In the meantime, we conclude timely research to generate more insight into how vitamin D may be an important osteoarthritis pathogenic correlate will permit more robust and adequate translation of prevailing data showing considerable promise at all disease stages and in most osteoarthritis joint disturbances to the clinic. In particular, research attempts designed to differentiate the association of vitamin D levels among distinctive osteoarthritis sub-groups with and without verifiable oxidative damage as well as its possible association with disease severity age and disease prognosis may prove especially insightful.

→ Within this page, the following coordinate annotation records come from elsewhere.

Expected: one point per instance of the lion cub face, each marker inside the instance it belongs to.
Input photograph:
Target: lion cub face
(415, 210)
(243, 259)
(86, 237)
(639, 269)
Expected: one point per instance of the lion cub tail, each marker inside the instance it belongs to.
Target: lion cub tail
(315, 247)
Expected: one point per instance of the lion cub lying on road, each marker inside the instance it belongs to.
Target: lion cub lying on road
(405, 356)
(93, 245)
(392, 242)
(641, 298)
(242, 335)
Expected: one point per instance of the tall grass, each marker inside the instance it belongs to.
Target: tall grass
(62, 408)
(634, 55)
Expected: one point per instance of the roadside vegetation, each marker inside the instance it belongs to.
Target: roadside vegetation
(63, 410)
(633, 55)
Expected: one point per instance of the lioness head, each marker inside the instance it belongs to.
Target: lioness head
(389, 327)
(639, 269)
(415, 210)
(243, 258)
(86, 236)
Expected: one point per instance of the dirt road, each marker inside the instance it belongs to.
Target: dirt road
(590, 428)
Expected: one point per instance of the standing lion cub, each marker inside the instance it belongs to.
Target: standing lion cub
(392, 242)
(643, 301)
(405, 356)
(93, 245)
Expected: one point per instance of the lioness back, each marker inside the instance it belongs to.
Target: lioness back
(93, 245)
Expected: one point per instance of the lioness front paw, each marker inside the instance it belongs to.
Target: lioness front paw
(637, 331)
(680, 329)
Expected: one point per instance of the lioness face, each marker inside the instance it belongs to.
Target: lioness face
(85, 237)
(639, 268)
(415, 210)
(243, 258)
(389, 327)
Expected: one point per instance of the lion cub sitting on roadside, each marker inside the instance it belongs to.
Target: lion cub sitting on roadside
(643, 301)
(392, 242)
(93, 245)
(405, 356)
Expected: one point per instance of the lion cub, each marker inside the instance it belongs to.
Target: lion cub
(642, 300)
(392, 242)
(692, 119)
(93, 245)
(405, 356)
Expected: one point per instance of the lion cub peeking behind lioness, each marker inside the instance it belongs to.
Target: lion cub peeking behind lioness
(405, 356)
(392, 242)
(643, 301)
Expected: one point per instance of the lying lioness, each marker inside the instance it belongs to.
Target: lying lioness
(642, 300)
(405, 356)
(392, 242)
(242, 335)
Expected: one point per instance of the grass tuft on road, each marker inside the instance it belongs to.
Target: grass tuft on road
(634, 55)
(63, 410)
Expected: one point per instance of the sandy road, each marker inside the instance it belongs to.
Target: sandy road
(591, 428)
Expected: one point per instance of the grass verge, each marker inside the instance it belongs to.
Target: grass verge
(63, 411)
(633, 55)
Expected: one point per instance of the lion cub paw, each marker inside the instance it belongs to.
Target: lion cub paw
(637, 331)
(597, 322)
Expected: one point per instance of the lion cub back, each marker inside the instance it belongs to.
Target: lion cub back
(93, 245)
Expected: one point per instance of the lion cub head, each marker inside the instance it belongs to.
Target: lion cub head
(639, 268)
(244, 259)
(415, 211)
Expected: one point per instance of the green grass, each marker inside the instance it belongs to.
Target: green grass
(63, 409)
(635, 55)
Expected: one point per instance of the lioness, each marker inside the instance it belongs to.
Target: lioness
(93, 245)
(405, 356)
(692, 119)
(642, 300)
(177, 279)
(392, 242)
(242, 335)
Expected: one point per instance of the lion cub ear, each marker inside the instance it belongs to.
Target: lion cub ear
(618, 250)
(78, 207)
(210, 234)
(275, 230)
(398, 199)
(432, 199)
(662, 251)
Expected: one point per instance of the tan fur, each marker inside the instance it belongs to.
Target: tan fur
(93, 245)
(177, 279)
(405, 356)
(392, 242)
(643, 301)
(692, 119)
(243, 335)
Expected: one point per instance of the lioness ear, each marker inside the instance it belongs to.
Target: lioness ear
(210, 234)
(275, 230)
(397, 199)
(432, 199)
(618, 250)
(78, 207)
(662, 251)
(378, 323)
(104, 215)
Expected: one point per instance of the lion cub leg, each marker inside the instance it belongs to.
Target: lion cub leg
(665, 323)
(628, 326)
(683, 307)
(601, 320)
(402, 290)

After that, meticulously and rigorously designed blind studies to rule out competing hypotheses, and to avoid undesirable cross-sectional inferences that do not take into account the fact that reported vitamin D intake on a food survey delivered retrospectively may not be the same as actual time-based plasma levels are indicated. Since its effects may be joint specific, as well as dose-dependent and take weeks or months to unfold and be influenced by gender among other factors such as age, health and disease status it appears much study in this regard is imperative.

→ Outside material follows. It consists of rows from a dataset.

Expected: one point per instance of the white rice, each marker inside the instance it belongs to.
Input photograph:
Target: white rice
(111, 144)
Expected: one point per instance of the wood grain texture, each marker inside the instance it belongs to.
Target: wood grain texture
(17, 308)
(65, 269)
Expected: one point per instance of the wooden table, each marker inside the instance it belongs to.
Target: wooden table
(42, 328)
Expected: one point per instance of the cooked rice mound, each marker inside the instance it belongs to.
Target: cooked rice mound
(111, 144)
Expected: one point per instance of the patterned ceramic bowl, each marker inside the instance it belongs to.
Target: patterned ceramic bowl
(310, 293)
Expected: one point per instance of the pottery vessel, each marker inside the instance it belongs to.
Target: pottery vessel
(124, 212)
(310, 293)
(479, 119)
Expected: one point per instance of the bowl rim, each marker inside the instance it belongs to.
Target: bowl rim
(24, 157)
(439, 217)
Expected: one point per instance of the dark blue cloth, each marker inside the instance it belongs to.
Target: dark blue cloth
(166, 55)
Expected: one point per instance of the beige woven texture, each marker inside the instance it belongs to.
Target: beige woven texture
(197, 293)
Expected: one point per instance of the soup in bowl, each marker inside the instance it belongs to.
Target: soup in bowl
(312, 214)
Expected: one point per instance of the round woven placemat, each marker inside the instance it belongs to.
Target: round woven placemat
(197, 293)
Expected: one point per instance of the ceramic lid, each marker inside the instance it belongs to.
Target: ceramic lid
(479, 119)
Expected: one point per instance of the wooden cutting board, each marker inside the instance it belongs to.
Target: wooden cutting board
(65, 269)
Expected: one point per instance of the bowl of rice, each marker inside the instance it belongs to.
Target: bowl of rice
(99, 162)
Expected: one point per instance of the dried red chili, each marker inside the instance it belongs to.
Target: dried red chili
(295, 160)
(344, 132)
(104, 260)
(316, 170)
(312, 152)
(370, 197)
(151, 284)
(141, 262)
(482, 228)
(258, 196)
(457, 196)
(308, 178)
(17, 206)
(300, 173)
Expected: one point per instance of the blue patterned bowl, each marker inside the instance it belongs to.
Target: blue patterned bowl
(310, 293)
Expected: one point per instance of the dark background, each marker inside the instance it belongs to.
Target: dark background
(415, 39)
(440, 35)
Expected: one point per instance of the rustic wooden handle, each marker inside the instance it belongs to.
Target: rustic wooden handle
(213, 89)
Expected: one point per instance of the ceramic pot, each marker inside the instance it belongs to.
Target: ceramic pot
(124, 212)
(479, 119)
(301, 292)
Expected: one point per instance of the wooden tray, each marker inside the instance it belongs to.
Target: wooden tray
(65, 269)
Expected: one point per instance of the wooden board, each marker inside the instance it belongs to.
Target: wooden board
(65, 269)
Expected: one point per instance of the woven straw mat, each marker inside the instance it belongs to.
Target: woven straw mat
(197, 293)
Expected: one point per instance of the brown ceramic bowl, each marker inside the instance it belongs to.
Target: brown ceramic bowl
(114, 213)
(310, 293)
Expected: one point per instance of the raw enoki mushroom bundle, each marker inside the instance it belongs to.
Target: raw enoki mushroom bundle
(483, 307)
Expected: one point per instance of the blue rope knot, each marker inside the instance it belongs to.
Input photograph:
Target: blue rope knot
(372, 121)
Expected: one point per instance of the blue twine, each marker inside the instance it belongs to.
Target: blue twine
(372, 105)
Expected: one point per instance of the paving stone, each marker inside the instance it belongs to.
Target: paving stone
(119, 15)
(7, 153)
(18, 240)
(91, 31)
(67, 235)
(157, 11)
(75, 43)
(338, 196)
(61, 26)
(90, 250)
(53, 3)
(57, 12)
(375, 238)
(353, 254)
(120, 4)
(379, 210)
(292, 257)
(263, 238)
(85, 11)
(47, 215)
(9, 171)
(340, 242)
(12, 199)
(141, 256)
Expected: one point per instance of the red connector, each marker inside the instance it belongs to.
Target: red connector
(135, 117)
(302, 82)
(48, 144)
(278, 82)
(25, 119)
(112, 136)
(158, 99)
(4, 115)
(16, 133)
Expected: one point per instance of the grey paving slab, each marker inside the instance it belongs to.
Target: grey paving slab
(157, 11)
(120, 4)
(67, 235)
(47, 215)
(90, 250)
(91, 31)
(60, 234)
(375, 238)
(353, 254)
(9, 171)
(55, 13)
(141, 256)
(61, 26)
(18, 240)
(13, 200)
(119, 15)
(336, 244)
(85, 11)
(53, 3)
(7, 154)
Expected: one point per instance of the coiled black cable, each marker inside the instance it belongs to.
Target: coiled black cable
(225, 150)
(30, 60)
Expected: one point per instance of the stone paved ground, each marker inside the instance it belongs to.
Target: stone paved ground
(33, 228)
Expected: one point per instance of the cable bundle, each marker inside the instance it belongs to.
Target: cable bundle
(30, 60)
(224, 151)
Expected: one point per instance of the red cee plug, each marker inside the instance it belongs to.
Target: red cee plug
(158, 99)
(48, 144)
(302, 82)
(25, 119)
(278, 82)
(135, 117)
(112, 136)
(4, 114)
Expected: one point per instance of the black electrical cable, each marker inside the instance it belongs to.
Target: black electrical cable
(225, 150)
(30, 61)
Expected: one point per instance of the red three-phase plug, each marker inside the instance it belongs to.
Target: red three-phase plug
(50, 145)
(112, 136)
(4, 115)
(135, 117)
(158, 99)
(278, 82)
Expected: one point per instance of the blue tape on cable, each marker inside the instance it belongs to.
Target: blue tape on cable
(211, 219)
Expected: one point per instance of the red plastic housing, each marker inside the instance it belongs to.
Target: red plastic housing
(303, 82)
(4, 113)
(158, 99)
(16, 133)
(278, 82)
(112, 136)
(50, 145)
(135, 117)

However, until more is known, we further conclude it is not possible to support investments in this regard as far as both screening and intervention are concerned. On the other hand, careful analyses and prescriptions may well show favorable cartilage repair and protective processes, bone maintenance, tendon healing, collagen production, stress reduction, neural regeneration, muscle atrophy prevention, plus inflammation control. Indeed, when carefully screened for and duly titrated and applied as indicated, vitamin D supplements or exposure may yet help to 1) enhance overall wellbeing and independence, 2) offer a low cost widely available safe option for physically, and economically vulnerable older adults, 3) reduce cases of older adult with osteoarthritis from requiring placements, narcotics, or daily services, 4) foster more rapid and overall surgical recovery rates and results, 5) engender fewer overall demands on health providers amidst shrinking resources and budgets, 6) reduce the global burden of osteoarthritis while enhancing the ability of many elders to age ‘in place’.
Moreover, efforts to close the gaps in the literature are likely to have multiple life affirming, independence and cost related implications for many, including excess surgical costs and need.